Pixar, once a beacon of hope in a landscape otherwise populated by penny pushing executive-driven animation, has dulled significantly over the years. It first showed signs of faltering with the abysmal Disneyesque Cars. And then, after managing to scrape out a few more good ones; Ratatouille, Wall-E, and Up, it sighed and threw in the towel. Cars 2, Brave, Monsters University, were the three following films which showed that Pixar had lost its mojo. Then, when Inside Out was released in 2015, the near-hysterical response would have you believe it was a majestic return to form. It wasn't.

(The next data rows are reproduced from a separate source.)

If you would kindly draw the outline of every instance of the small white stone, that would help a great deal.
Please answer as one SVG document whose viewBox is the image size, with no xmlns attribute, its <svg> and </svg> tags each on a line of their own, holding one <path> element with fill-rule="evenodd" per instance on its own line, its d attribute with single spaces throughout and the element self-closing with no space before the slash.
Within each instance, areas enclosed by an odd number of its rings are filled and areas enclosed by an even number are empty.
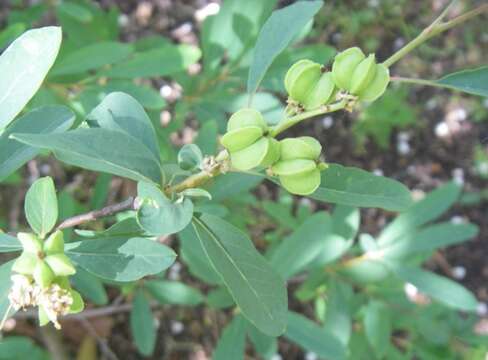
<svg viewBox="0 0 488 360">
<path fill-rule="evenodd" d="M 455 266 L 452 268 L 452 276 L 457 280 L 462 280 L 466 276 L 466 268 L 463 266 Z"/>
<path fill-rule="evenodd" d="M 216 15 L 220 11 L 220 5 L 217 3 L 210 3 L 195 11 L 195 20 L 203 22 L 207 17 Z"/>
<path fill-rule="evenodd" d="M 437 137 L 443 138 L 449 135 L 449 126 L 445 121 L 441 121 L 436 125 L 434 131 Z"/>
<path fill-rule="evenodd" d="M 185 330 L 185 325 L 183 325 L 180 321 L 172 321 L 171 322 L 171 333 L 173 335 L 181 334 Z"/>
<path fill-rule="evenodd" d="M 401 155 L 407 155 L 410 153 L 410 145 L 406 141 L 399 141 L 397 143 L 397 151 Z"/>
<path fill-rule="evenodd" d="M 322 119 L 322 126 L 325 129 L 329 129 L 330 127 L 332 127 L 332 125 L 334 125 L 334 118 L 332 116 L 325 116 Z"/>
<path fill-rule="evenodd" d="M 488 306 L 486 303 L 479 302 L 478 306 L 476 306 L 476 313 L 479 316 L 485 316 L 488 313 Z"/>
</svg>

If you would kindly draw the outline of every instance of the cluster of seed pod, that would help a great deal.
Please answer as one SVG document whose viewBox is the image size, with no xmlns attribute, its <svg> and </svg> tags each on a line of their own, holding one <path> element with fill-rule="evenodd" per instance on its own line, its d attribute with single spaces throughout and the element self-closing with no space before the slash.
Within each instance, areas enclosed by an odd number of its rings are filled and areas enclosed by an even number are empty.
<svg viewBox="0 0 488 360">
<path fill-rule="evenodd" d="M 64 253 L 61 231 L 45 241 L 35 234 L 19 233 L 17 238 L 23 252 L 12 266 L 13 286 L 9 300 L 15 310 L 39 306 L 41 325 L 51 321 L 59 327 L 58 316 L 83 310 L 81 295 L 71 288 L 68 276 L 76 273 Z"/>
<path fill-rule="evenodd" d="M 357 47 L 336 55 L 332 71 L 311 60 L 299 60 L 285 76 L 288 104 L 292 109 L 313 110 L 339 97 L 354 102 L 374 101 L 390 82 L 388 68 L 377 64 L 375 55 L 365 56 Z"/>
<path fill-rule="evenodd" d="M 320 170 L 325 167 L 319 162 L 320 143 L 308 136 L 277 141 L 268 130 L 257 110 L 241 109 L 231 116 L 221 143 L 230 153 L 232 167 L 241 171 L 268 168 L 289 192 L 313 193 L 320 185 Z"/>
</svg>

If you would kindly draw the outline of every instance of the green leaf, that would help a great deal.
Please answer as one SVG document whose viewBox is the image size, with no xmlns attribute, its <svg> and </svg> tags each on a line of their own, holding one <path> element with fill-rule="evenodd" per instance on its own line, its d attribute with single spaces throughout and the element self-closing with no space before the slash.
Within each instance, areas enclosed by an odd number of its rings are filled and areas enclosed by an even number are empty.
<svg viewBox="0 0 488 360">
<path fill-rule="evenodd" d="M 82 47 L 62 57 L 53 67 L 50 76 L 74 75 L 115 64 L 132 53 L 132 46 L 106 41 Z"/>
<path fill-rule="evenodd" d="M 61 28 L 44 27 L 25 32 L 0 56 L 0 130 L 34 96 L 58 55 Z"/>
<path fill-rule="evenodd" d="M 190 273 L 208 284 L 221 284 L 220 275 L 215 272 L 213 265 L 205 255 L 193 226 L 189 225 L 180 231 L 178 238 L 180 239 L 180 255 Z"/>
<path fill-rule="evenodd" d="M 213 360 L 243 360 L 246 345 L 246 321 L 237 315 L 229 325 L 224 328 L 221 338 L 217 343 Z"/>
<path fill-rule="evenodd" d="M 346 358 L 346 349 L 334 335 L 292 311 L 288 312 L 285 337 L 320 357 L 334 360 Z"/>
<path fill-rule="evenodd" d="M 429 271 L 416 267 L 407 267 L 395 263 L 388 266 L 405 282 L 414 285 L 420 292 L 451 308 L 476 311 L 478 301 L 462 285 Z"/>
<path fill-rule="evenodd" d="M 196 306 L 204 300 L 198 290 L 178 281 L 151 280 L 144 286 L 162 304 Z"/>
<path fill-rule="evenodd" d="M 161 49 L 136 53 L 101 75 L 120 79 L 166 76 L 185 70 L 197 62 L 200 56 L 201 52 L 195 46 L 169 45 Z"/>
<path fill-rule="evenodd" d="M 159 161 L 156 131 L 144 108 L 132 96 L 122 92 L 107 95 L 87 119 L 104 129 L 123 131 L 134 137 Z"/>
<path fill-rule="evenodd" d="M 285 279 L 299 273 L 324 250 L 331 230 L 329 214 L 312 215 L 276 247 L 271 266 Z"/>
<path fill-rule="evenodd" d="M 273 60 L 290 44 L 293 38 L 312 20 L 323 2 L 299 1 L 274 11 L 259 33 L 254 48 L 254 59 L 247 80 L 248 93 L 256 92 Z"/>
<path fill-rule="evenodd" d="M 188 198 L 172 202 L 158 187 L 146 182 L 137 184 L 137 196 L 142 200 L 137 221 L 151 235 L 174 234 L 191 222 L 193 203 Z"/>
<path fill-rule="evenodd" d="M 18 118 L 0 135 L 0 181 L 39 153 L 39 149 L 10 139 L 11 134 L 61 133 L 68 130 L 74 120 L 73 112 L 63 106 L 41 107 Z"/>
<path fill-rule="evenodd" d="M 145 238 L 90 239 L 66 244 L 66 255 L 102 279 L 127 282 L 158 274 L 173 264 L 169 247 Z"/>
<path fill-rule="evenodd" d="M 478 234 L 472 224 L 440 223 L 405 236 L 383 249 L 386 258 L 402 258 L 415 253 L 427 253 L 438 248 L 459 244 Z"/>
<path fill-rule="evenodd" d="M 191 171 L 201 168 L 203 154 L 195 144 L 186 144 L 178 152 L 178 165 L 181 169 Z"/>
<path fill-rule="evenodd" d="M 207 214 L 195 217 L 193 226 L 243 315 L 267 335 L 282 334 L 288 307 L 284 281 L 256 251 L 247 235 Z"/>
<path fill-rule="evenodd" d="M 151 306 L 142 291 L 134 297 L 133 308 L 130 313 L 130 329 L 137 350 L 142 355 L 149 356 L 156 346 L 156 327 L 151 312 Z"/>
<path fill-rule="evenodd" d="M 437 219 L 454 204 L 460 193 L 461 187 L 455 183 L 448 183 L 432 191 L 385 227 L 378 237 L 378 245 L 390 244 L 400 236 Z"/>
<path fill-rule="evenodd" d="M 159 161 L 143 144 L 122 131 L 76 129 L 64 134 L 13 134 L 31 146 L 54 151 L 65 163 L 135 181 L 161 182 Z"/>
<path fill-rule="evenodd" d="M 78 268 L 70 280 L 83 297 L 90 299 L 94 304 L 105 305 L 108 303 L 107 292 L 96 276 Z"/>
<path fill-rule="evenodd" d="M 364 309 L 364 329 L 378 358 L 383 358 L 390 344 L 391 316 L 389 309 L 379 301 L 370 301 Z"/>
<path fill-rule="evenodd" d="M 25 195 L 25 217 L 30 227 L 44 238 L 58 220 L 58 199 L 53 179 L 36 180 Z"/>
<path fill-rule="evenodd" d="M 488 96 L 488 66 L 458 71 L 444 76 L 435 83 L 468 94 Z"/>
<path fill-rule="evenodd" d="M 0 232 L 0 253 L 21 250 L 22 245 L 17 238 Z"/>
<path fill-rule="evenodd" d="M 320 187 L 310 197 L 335 204 L 390 211 L 403 211 L 412 203 L 410 191 L 401 183 L 338 164 L 329 164 L 322 171 Z"/>
</svg>

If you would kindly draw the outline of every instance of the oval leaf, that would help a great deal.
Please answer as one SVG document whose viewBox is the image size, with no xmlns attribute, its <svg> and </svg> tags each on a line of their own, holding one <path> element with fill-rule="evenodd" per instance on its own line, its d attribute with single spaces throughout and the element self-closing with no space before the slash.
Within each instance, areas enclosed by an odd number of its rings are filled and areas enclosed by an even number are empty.
<svg viewBox="0 0 488 360">
<path fill-rule="evenodd" d="M 283 279 L 247 235 L 231 224 L 205 214 L 194 218 L 193 227 L 244 316 L 265 334 L 281 335 L 288 307 Z"/>
<path fill-rule="evenodd" d="M 176 258 L 169 247 L 145 238 L 79 241 L 66 244 L 66 254 L 86 271 L 121 282 L 160 273 Z"/>
<path fill-rule="evenodd" d="M 0 56 L 0 130 L 5 128 L 34 96 L 61 46 L 61 28 L 30 30 Z"/>
</svg>

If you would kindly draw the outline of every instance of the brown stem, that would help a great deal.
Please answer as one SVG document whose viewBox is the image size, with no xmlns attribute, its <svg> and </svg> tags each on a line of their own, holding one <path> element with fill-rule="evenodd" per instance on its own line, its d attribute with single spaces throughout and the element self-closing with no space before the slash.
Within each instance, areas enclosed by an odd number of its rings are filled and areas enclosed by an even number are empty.
<svg viewBox="0 0 488 360">
<path fill-rule="evenodd" d="M 71 218 L 68 218 L 64 220 L 61 224 L 59 224 L 56 229 L 62 230 L 62 229 L 78 226 L 88 221 L 95 221 L 102 217 L 111 216 L 122 211 L 136 210 L 136 207 L 137 207 L 136 199 L 133 196 L 131 196 L 120 203 L 109 205 L 99 210 L 93 210 L 87 212 L 86 214 L 76 215 Z"/>
</svg>

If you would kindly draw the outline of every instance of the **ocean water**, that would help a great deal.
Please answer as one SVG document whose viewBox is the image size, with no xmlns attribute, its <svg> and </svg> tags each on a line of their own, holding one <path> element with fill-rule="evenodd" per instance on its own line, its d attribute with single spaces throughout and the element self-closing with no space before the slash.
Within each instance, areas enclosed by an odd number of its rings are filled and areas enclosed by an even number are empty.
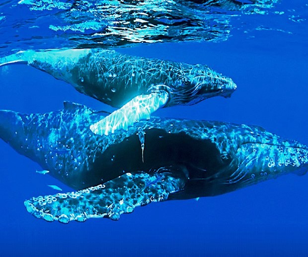
<svg viewBox="0 0 308 257">
<path fill-rule="evenodd" d="M 236 83 L 231 98 L 162 109 L 155 115 L 256 125 L 308 144 L 308 4 L 304 0 L 245 2 L 246 7 L 235 9 L 229 5 L 198 8 L 192 2 L 143 1 L 136 13 L 154 10 L 151 15 L 159 15 L 148 22 L 157 26 L 143 30 L 138 21 L 130 19 L 130 32 L 125 34 L 124 21 L 131 17 L 112 12 L 124 11 L 119 10 L 123 2 L 3 1 L 0 57 L 28 49 L 103 47 L 207 64 Z M 174 10 L 169 9 L 171 3 Z M 138 4 L 132 1 L 122 7 L 138 9 Z M 168 13 L 174 15 L 164 13 L 170 9 Z M 115 29 L 119 23 L 121 28 Z M 43 113 L 62 109 L 64 101 L 70 101 L 114 110 L 24 65 L 0 67 L 0 109 Z M 90 219 L 64 225 L 35 219 L 23 201 L 57 192 L 47 185 L 72 189 L 36 173 L 41 170 L 37 164 L 2 141 L 0 156 L 2 256 L 308 255 L 307 175 L 289 174 L 198 201 L 153 203 L 117 222 Z"/>
</svg>

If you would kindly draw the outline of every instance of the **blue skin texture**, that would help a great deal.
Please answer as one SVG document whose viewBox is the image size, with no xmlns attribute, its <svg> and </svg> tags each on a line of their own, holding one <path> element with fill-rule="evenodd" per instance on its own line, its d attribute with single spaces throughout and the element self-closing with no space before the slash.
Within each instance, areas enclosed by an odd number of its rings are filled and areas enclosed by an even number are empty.
<svg viewBox="0 0 308 257">
<path fill-rule="evenodd" d="M 101 116 L 67 102 L 43 114 L 0 111 L 1 138 L 76 190 L 26 201 L 34 216 L 117 220 L 152 202 L 215 196 L 307 171 L 307 146 L 258 127 L 152 118 L 100 136 L 89 127 Z"/>
</svg>

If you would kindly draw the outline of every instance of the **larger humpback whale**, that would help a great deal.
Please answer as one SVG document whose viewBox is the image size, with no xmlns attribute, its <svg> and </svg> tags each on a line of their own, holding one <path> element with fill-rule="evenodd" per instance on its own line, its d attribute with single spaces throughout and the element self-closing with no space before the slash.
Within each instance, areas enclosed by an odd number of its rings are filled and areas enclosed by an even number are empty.
<svg viewBox="0 0 308 257">
<path fill-rule="evenodd" d="M 229 97 L 236 89 L 231 79 L 206 65 L 107 49 L 28 50 L 0 59 L 0 66 L 16 63 L 27 63 L 81 93 L 121 108 L 91 125 L 92 131 L 101 135 L 149 119 L 160 107 L 193 104 L 216 96 Z"/>
<path fill-rule="evenodd" d="M 100 119 L 69 103 L 43 114 L 0 111 L 0 137 L 77 190 L 26 201 L 37 218 L 117 220 L 152 202 L 217 195 L 307 169 L 307 146 L 258 127 L 152 118 L 99 136 L 89 125 Z"/>
</svg>

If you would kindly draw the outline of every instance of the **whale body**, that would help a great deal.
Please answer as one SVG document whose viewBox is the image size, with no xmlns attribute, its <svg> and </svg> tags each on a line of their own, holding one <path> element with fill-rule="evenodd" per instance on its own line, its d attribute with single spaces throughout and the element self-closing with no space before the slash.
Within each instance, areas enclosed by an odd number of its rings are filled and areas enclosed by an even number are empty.
<svg viewBox="0 0 308 257">
<path fill-rule="evenodd" d="M 37 218 L 117 220 L 152 202 L 218 195 L 307 171 L 306 145 L 260 127 L 153 117 L 99 136 L 89 124 L 101 116 L 69 103 L 47 114 L 0 111 L 0 137 L 77 190 L 26 201 Z"/>
</svg>

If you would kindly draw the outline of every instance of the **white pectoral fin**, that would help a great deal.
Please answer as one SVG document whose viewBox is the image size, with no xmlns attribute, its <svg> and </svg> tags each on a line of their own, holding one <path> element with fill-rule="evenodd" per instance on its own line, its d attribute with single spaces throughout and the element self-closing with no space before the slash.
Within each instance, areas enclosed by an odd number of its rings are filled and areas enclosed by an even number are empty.
<svg viewBox="0 0 308 257">
<path fill-rule="evenodd" d="M 91 125 L 90 129 L 94 134 L 100 135 L 107 135 L 119 129 L 127 129 L 135 122 L 150 119 L 152 113 L 166 104 L 168 98 L 168 92 L 163 90 L 138 96 L 119 110 Z"/>
</svg>

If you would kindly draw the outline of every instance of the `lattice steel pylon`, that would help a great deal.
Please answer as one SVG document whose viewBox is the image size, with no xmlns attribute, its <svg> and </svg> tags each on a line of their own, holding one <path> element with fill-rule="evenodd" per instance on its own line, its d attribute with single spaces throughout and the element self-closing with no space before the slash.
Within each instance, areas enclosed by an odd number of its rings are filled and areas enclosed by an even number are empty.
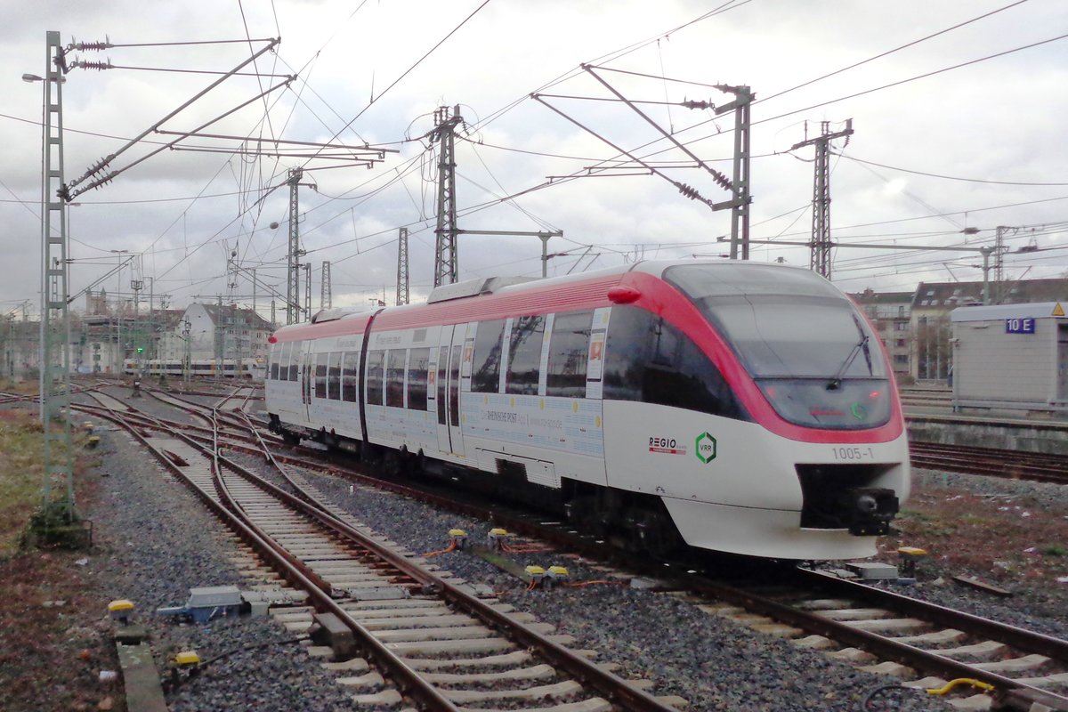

Inside Out isn't a bad film, on the contrary, it's quite a good one. But the mass outpour of critical appraisal, resulting in a score of 98% on Rotten Tomatoes, seems thoroughly unjustified. While Pixar has previously prided itself on ingenious ideas and sleek storytelling, creating fantastically complex worlds and characters, Inside Out just seemed too straightforward. Its central idea; exploring the role of emotions in our lives, seemed contrived. The delight one gets from experiencing the worlds created by Pixar is absent. The setting is sugary and Disneyesque, and therein lies the problem. 





Antichrist (2009)

Score: 50%
Critics Consensus: Gruesome, explicit and highly controversial; Lars Von Triers [sic] arthouse-horror; though beautifully shot, is no easy ride.

There is hope for Horror, yet. A torrent of smart, innovative scary films have revitalised the genre recently, and many have been commended for it. Yet, one is left scratching their head when they find that one of the ones leading the charge, Lars Von Trier's Antichrist, wallows at a mere 50% on Rotten Tomatoes. There's perhaps something at least vaguely prudish about this film's downrating. It won plenty of awards in Europe, but US critical opinion seems viciously polarised. A lot of critics didn't get on with the blend of Arthouse and Horror, concluding simply that it was pretentious. If one ponders for too long on whether it's supposed to be one thing or another, they miss out on the primal thrill of it. Roger Ebert's review for the film got it right when he said

"Von Trier, who has always been a provocateur, is driven to confront and shake his audience more than any other serious filmmaker. He will do this with sex, pain, boredom, theology and bizarre stylistic experiments. And why not? We are at least convinced we're watching a film precisely as he intended it, and not after a watering down by a fearful studio executive."

In the US, there is a bizarre, almost fetishistic divide between high and low forms of cinema, one being "Art" and the other "Entertainment". Alongside this is a Victorian-like expectation of moral content, and films that reject this are cast out as "adolescent" and "exploitative". European cinema is leaps and bounds ahead of this, a lot less afraid of exploring human nature.

Ultimately these numbers can't confer any conclusive sense of judgement upon a film. The culture industry will always be able to dig up and re-evaluate hidden treasures, and it often does. Likewise, films once thought to be brilliant can fade into obscurity. Film criticism stands apart from film itself, it can help shape popular opinion and taste, but it can't stop artists from realising their visions and committing them to cinema. But criticism also shouldn't be thought of as a mass of mutually agreed opinion. In each of the above films I found views similar to my own, critics who disagreed with the consensus. We need criticism but, more importantly, we need a diverse array of opinions and perspectives. Critics are the ones who can soil a film's reputation, but they are also the ones who can save it.